- CHRISTMAS PRESENT We always knew Scrooge had the hots for poor Cratchit's wife.
In comedy, timing is everything, and the timing is so off in 6th Street Playhouse's Mrs. Bob Cratchit's Wild Christmas Binge, the fact that it manages to extract any laughs from its audience is somewhat of a Christmas miracle. Plagued with pre-production challenges ranging from a change in director to the untimely passing of its lead actor (Robert Finney), director Jared Sakren and his cast have done their best to present local audiences an option for alternative holiday fun.
Christopher Durang's musical parody of Dickens' Christmas Carol—with detours through the worlds of Oliver Twist, The Gift of the Magi and It's a Wonderful Life—has not aged well since its 2002 premiere. Full of political and pop-culture references that might have seemed dated even then (Enron? Leona Helmsley? TV's Touched by an Angel?), it follows Ebenezer Scrooge (Kit Grimm) on his Christmas Eve journey through his past as guided by an incompetent ghost (Debra Harvey, alternating with Serena Flores). Their visit to the Cratchit household reveals an angry and bitter Mrs. Bob Cratchit (Tika Moon), who's fed up with her milquetoast husband (Conor Woods), their 20 children—most of whom live in the root cellar—and her lot in life.

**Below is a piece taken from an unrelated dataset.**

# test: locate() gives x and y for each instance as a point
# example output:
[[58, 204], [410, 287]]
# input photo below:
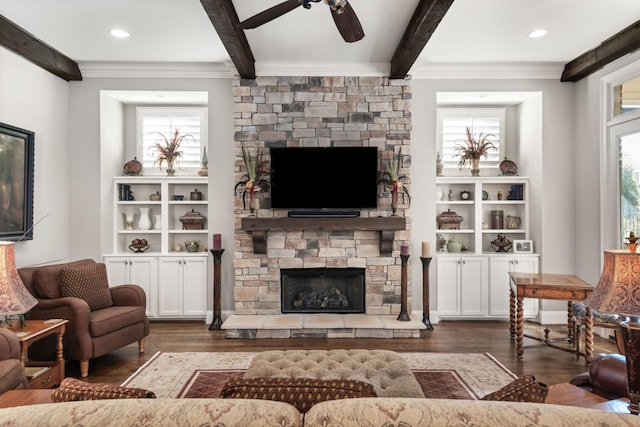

Soon it's off to the pub, where she'll knock back a few followed by a London Bridge plunge into the Thames. Scrooge and Cratchit's fates become intertwined, as Scrooge finds himself oddly attracted to his underling's miserable wife and Mrs. Cratchit wishes she had never been born. The show concludes with a decidedly un-Christmas-like moral: you can be poor, loving and noble, or rich, mean and happy. God bless us, everyone!
Dickens' original story is ripe for parody, and Durang does manage to mine a few silly laughs out of it, but this show never really gets off the ground. There are hints at what Ms. Harvey might have been able to do with the lead role of the ghost with sufficient rehearsal time, but the necessity of her reading from a script played havoc with the show's pacing. Without a strong, central performance, it was left to the supporting cast to veer out on their own and bring the laughs. The most successful of those were Moon's bitingly sarcastic Mrs. Cratchit, Laura Levin's ebullient, cherubic Mrs. Fezziwig and Erik Weiss' rubber-limbed not-so-Tiny Tim.
Credit to them and the entire ensemble for gamely marching on in the hopes of producing some Christmas cheer. While the punchbowl they're serving it from is far from full, there's at least enough in it for a couple of glasses.